We close out our Critic’s Choice series with David Okamoto’s Top 10 in Texas Music. Okamoto, a regular KERA commentator, works as a content production manager at Yahoo! in Dallas. His music reviews have previously appeared in such publications as Rolling Stone, ICE magazine and the Dallas Morning News.
2014 Critic’s Choice Series:
- Classical Music: Scott Cantrell, Dallas Morning News
- Visual Arts: Christina Rees, Glasstire.com
- Architecture: Mark Lamster, Dallas Morning News
- Dance: Manny Mendoza, Dallas Morning News
- Theater: Mark Lowry, TheaterJones.com
Listen to David Okamoto’s Top 10, which aired on KERA FM:
2014 turned out to be a bittersweet year in Texas music, as the last five months were clouded by the deaths of Houston jazz pianist Joe Sample, Beaumont blues legend Johnny Winter, Slaton-reared Rolling Stones sideman Bobby Keys, and Austin-based Ian McLagan of British band The Faces. But David Okamoto found solace in these 10 albums by Lone Star artists who embrace the legacy that those departed musicians made even richer.
At No. 10 is “South of Nowhere,” the debut by Spanish Gold.

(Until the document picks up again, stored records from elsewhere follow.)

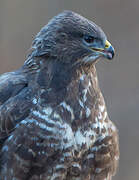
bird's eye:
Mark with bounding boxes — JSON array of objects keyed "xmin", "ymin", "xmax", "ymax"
[{"xmin": 84, "ymin": 35, "xmax": 95, "ymax": 44}]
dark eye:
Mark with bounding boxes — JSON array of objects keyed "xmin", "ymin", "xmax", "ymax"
[{"xmin": 84, "ymin": 35, "xmax": 95, "ymax": 43}]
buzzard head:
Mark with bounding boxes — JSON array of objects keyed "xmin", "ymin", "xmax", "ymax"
[{"xmin": 32, "ymin": 11, "xmax": 114, "ymax": 67}]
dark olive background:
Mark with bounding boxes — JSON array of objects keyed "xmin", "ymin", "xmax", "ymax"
[{"xmin": 0, "ymin": 0, "xmax": 139, "ymax": 180}]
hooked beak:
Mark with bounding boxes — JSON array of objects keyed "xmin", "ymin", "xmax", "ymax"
[{"xmin": 91, "ymin": 40, "xmax": 115, "ymax": 59}]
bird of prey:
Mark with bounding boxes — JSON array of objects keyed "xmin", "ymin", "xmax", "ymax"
[{"xmin": 0, "ymin": 11, "xmax": 119, "ymax": 180}]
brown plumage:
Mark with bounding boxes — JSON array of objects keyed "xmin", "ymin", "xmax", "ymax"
[{"xmin": 0, "ymin": 11, "xmax": 119, "ymax": 180}]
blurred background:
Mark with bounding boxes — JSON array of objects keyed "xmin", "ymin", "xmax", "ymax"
[{"xmin": 0, "ymin": 0, "xmax": 139, "ymax": 180}]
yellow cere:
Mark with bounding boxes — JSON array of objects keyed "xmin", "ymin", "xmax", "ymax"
[{"xmin": 105, "ymin": 40, "xmax": 111, "ymax": 49}]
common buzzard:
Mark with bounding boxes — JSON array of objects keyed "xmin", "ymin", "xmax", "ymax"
[{"xmin": 0, "ymin": 11, "xmax": 119, "ymax": 180}]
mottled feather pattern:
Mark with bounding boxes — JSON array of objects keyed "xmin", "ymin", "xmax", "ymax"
[{"xmin": 0, "ymin": 11, "xmax": 119, "ymax": 180}]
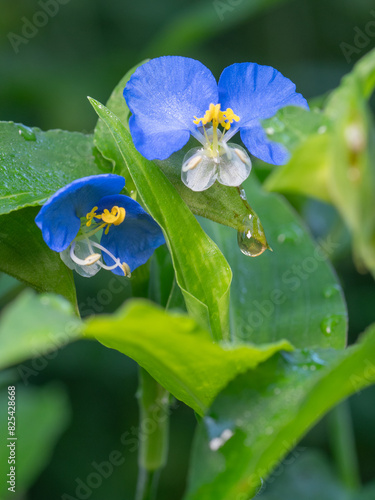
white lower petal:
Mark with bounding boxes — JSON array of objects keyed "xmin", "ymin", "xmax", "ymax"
[
  {"xmin": 217, "ymin": 144, "xmax": 251, "ymax": 186},
  {"xmin": 181, "ymin": 148, "xmax": 217, "ymax": 191}
]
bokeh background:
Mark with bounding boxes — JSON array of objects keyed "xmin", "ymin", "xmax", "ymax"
[{"xmin": 0, "ymin": 0, "xmax": 375, "ymax": 500}]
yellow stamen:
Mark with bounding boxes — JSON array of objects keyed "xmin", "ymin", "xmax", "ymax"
[
  {"xmin": 194, "ymin": 103, "xmax": 240, "ymax": 130},
  {"xmin": 86, "ymin": 206, "xmax": 126, "ymax": 234}
]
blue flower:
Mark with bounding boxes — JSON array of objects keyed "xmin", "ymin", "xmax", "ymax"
[
  {"xmin": 124, "ymin": 56, "xmax": 308, "ymax": 191},
  {"xmin": 35, "ymin": 174, "xmax": 164, "ymax": 276}
]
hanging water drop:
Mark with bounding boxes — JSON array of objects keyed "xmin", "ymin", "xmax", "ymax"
[
  {"xmin": 237, "ymin": 214, "xmax": 269, "ymax": 257},
  {"xmin": 320, "ymin": 314, "xmax": 341, "ymax": 336},
  {"xmin": 18, "ymin": 125, "xmax": 36, "ymax": 141}
]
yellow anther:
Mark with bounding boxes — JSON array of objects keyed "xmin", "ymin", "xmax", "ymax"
[
  {"xmin": 86, "ymin": 207, "xmax": 98, "ymax": 227},
  {"xmin": 194, "ymin": 103, "xmax": 240, "ymax": 130},
  {"xmin": 86, "ymin": 206, "xmax": 126, "ymax": 234}
]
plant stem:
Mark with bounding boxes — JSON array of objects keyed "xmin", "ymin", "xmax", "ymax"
[
  {"xmin": 330, "ymin": 401, "xmax": 361, "ymax": 490},
  {"xmin": 136, "ymin": 368, "xmax": 169, "ymax": 500}
]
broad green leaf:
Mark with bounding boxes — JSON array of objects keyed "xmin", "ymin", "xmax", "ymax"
[
  {"xmin": 145, "ymin": 0, "xmax": 294, "ymax": 57},
  {"xmin": 264, "ymin": 134, "xmax": 332, "ymax": 202},
  {"xmin": 326, "ymin": 65, "xmax": 375, "ymax": 275},
  {"xmin": 90, "ymin": 99, "xmax": 232, "ymax": 339},
  {"xmin": 0, "ymin": 122, "xmax": 103, "ymax": 214},
  {"xmin": 155, "ymin": 140, "xmax": 268, "ymax": 242},
  {"xmin": 353, "ymin": 49, "xmax": 375, "ymax": 99},
  {"xmin": 262, "ymin": 106, "xmax": 329, "ymax": 151},
  {"xmin": 0, "ymin": 207, "xmax": 76, "ymax": 305},
  {"xmin": 84, "ymin": 300, "xmax": 292, "ymax": 415},
  {"xmin": 202, "ymin": 177, "xmax": 347, "ymax": 348},
  {"xmin": 0, "ymin": 290, "xmax": 81, "ymax": 369},
  {"xmin": 94, "ymin": 61, "xmax": 267, "ymax": 236},
  {"xmin": 185, "ymin": 326, "xmax": 375, "ymax": 500},
  {"xmin": 0, "ymin": 384, "xmax": 70, "ymax": 500},
  {"xmin": 257, "ymin": 447, "xmax": 375, "ymax": 500},
  {"xmin": 94, "ymin": 61, "xmax": 146, "ymax": 196},
  {"xmin": 266, "ymin": 50, "xmax": 375, "ymax": 274}
]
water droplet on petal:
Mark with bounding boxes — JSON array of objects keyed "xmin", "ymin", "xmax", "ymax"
[
  {"xmin": 237, "ymin": 214, "xmax": 268, "ymax": 257},
  {"xmin": 18, "ymin": 125, "xmax": 36, "ymax": 141},
  {"xmin": 320, "ymin": 314, "xmax": 342, "ymax": 336}
]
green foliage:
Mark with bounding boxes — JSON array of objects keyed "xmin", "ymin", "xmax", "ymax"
[
  {"xmin": 258, "ymin": 447, "xmax": 375, "ymax": 500},
  {"xmin": 90, "ymin": 95, "xmax": 232, "ymax": 339},
  {"xmin": 203, "ymin": 177, "xmax": 347, "ymax": 348},
  {"xmin": 0, "ymin": 207, "xmax": 76, "ymax": 306},
  {"xmin": 0, "ymin": 384, "xmax": 70, "ymax": 500},
  {"xmin": 0, "ymin": 291, "xmax": 80, "ymax": 369},
  {"xmin": 266, "ymin": 49, "xmax": 375, "ymax": 274},
  {"xmin": 185, "ymin": 326, "xmax": 375, "ymax": 500},
  {"xmin": 0, "ymin": 122, "xmax": 103, "ymax": 214},
  {"xmin": 84, "ymin": 301, "xmax": 292, "ymax": 415},
  {"xmin": 94, "ymin": 61, "xmax": 270, "ymax": 238}
]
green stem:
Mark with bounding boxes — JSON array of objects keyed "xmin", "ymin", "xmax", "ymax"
[
  {"xmin": 329, "ymin": 401, "xmax": 361, "ymax": 490},
  {"xmin": 136, "ymin": 368, "xmax": 169, "ymax": 500}
]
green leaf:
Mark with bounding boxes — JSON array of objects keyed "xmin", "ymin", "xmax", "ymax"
[
  {"xmin": 264, "ymin": 134, "xmax": 332, "ymax": 202},
  {"xmin": 94, "ymin": 61, "xmax": 146, "ymax": 195},
  {"xmin": 0, "ymin": 290, "xmax": 81, "ymax": 369},
  {"xmin": 0, "ymin": 384, "xmax": 70, "ymax": 500},
  {"xmin": 326, "ymin": 64, "xmax": 375, "ymax": 276},
  {"xmin": 353, "ymin": 49, "xmax": 375, "ymax": 99},
  {"xmin": 90, "ymin": 99, "xmax": 232, "ymax": 339},
  {"xmin": 258, "ymin": 447, "xmax": 375, "ymax": 500},
  {"xmin": 84, "ymin": 300, "xmax": 292, "ymax": 415},
  {"xmin": 266, "ymin": 50, "xmax": 375, "ymax": 275},
  {"xmin": 185, "ymin": 326, "xmax": 375, "ymax": 500},
  {"xmin": 0, "ymin": 122, "xmax": 103, "ymax": 214},
  {"xmin": 155, "ymin": 140, "xmax": 268, "ymax": 242},
  {"xmin": 203, "ymin": 177, "xmax": 347, "ymax": 348},
  {"xmin": 145, "ymin": 0, "xmax": 296, "ymax": 57},
  {"xmin": 0, "ymin": 207, "xmax": 76, "ymax": 306},
  {"xmin": 262, "ymin": 106, "xmax": 329, "ymax": 151}
]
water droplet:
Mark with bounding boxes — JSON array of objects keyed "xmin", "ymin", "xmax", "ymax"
[
  {"xmin": 323, "ymin": 284, "xmax": 341, "ymax": 299},
  {"xmin": 18, "ymin": 125, "xmax": 36, "ymax": 141},
  {"xmin": 320, "ymin": 314, "xmax": 341, "ymax": 335},
  {"xmin": 237, "ymin": 214, "xmax": 268, "ymax": 257},
  {"xmin": 318, "ymin": 125, "xmax": 327, "ymax": 134},
  {"xmin": 240, "ymin": 189, "xmax": 247, "ymax": 201},
  {"xmin": 210, "ymin": 429, "xmax": 233, "ymax": 451},
  {"xmin": 277, "ymin": 224, "xmax": 303, "ymax": 244}
]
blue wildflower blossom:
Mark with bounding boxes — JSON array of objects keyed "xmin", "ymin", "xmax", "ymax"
[
  {"xmin": 124, "ymin": 56, "xmax": 308, "ymax": 191},
  {"xmin": 35, "ymin": 174, "xmax": 164, "ymax": 276}
]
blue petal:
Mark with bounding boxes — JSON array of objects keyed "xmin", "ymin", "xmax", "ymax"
[
  {"xmin": 219, "ymin": 63, "xmax": 309, "ymax": 131},
  {"xmin": 35, "ymin": 174, "xmax": 125, "ymax": 252},
  {"xmin": 98, "ymin": 195, "xmax": 165, "ymax": 275},
  {"xmin": 124, "ymin": 56, "xmax": 218, "ymax": 160},
  {"xmin": 241, "ymin": 125, "xmax": 289, "ymax": 165}
]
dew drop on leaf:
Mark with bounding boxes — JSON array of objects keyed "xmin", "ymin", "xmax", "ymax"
[
  {"xmin": 18, "ymin": 125, "xmax": 36, "ymax": 141},
  {"xmin": 237, "ymin": 215, "xmax": 268, "ymax": 257},
  {"xmin": 320, "ymin": 314, "xmax": 341, "ymax": 335}
]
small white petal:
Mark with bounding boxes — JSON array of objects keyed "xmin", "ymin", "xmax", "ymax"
[
  {"xmin": 218, "ymin": 145, "xmax": 251, "ymax": 186},
  {"xmin": 181, "ymin": 148, "xmax": 217, "ymax": 191}
]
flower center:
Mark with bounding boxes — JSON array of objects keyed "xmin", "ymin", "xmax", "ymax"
[
  {"xmin": 86, "ymin": 205, "xmax": 126, "ymax": 234},
  {"xmin": 193, "ymin": 103, "xmax": 240, "ymax": 157}
]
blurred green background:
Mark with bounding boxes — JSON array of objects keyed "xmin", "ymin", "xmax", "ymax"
[{"xmin": 0, "ymin": 0, "xmax": 375, "ymax": 500}]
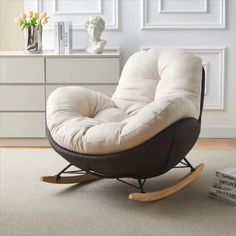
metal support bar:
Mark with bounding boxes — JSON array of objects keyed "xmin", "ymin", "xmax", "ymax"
[
  {"xmin": 56, "ymin": 164, "xmax": 72, "ymax": 181},
  {"xmin": 184, "ymin": 157, "xmax": 195, "ymax": 172},
  {"xmin": 138, "ymin": 179, "xmax": 145, "ymax": 193}
]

The trippy trio featuring Patrick Hallahan of My Morning Jacket, Adrian Quesada of Austin’s Grupo Fantasma and Dante Schwebel of San Antonio’s Hacienda casts life in Laredo against a thundering backdrop of psychedelic guitars, ‘80s hooks, and Latin rhythms.
My No. 9 choice is Jamestown Revival’s “Utah.” Jonathan Clay and Zach Chance migrated from Magnolia, Texas to the West Coast but they still come across as a high-energy version of The Band, if they had recorded Music From Big Bend instead of Music From Big Pink.
“The Big Picture” by Houston-born Kat Edmonson comes in at No. 8. Lyle Lovett’s former duet partner has channeled her Billie Holiday influences into a seductive pop style that celebrates the era of AM radio and James Bond soundtracks.
No. 7 is “All Rise” by Houston-raised Jason Moran, the only jazz pianist to ever cover both Bjork and Bach. Now he pays tribute to Fats Waller, re-imagining “Ain’t Nobody’s Business” and “Ain’t Misbehaving” with R&B grooves and post-bop flourishes.
My 6th favorite release is “And the War Came” from Austin’s Alejandro Rose-Garcia, who records under the pseudonym Shakey Graves. At 27, he’s an old soul with a youthful take on stomp-clap indie folk, pushing it on songs like “Dearly Departed” to be as raucous as it is tender.
Dallas legend Bobby Patterson’s “I Got More Soul!” lands at No. 5. Inspired by producer Zach Ernst, who helped resurrect local gospel act The Relatives, the 70-year-old singer recreates the pining Memphis soul of his ‘60s heyday in both sound and spirit.
No. 4 is Spoon’s “They Want My Soul.” Like Tom Petty and the Heartbreakers, this Austin indie-rock band’s most endearing quality is its consistency – what they have perfected is not a formula so much as a signature, an uncanny ability to continually stretch without straying.
No. 3 is “From the Wreckage” by The Wind and the Wave. The Austin duo drew the coveted spot opening for Bruce Springsteen’s outdoor Dallas concert in April, only to be ironically pelted with chilly winds and rain. But they soldiered on with the fierce resilience that marks such twangy life lessons as “My Mama Said Be Careful Where You Lay Your Head.”
The ambitious self-titled fourth effort by St. Vincent, the stage name of Lake Highlands High School graduate Annie Clark, is No. 2. Chilly yet thrilling songs like “Digital Witness” and “Rattlesnake” reflect alternative pop at its most jagged and jarring.
If I loved it as much as I admired it, that might have been my favorite album of 2014.
But that title goes to Miranda Lambert’s “Platinum.” The Longview, Texas superstar has been embraced by Nashville, even though she subversively defies its commercial conventions. Just listen to the roaring guitars and blunt force drama of “Bathroom Sink,” an unflinching song about staring down regret and insecurity, and you’ll realize that she’s not just getting bigger – she’s getting braver.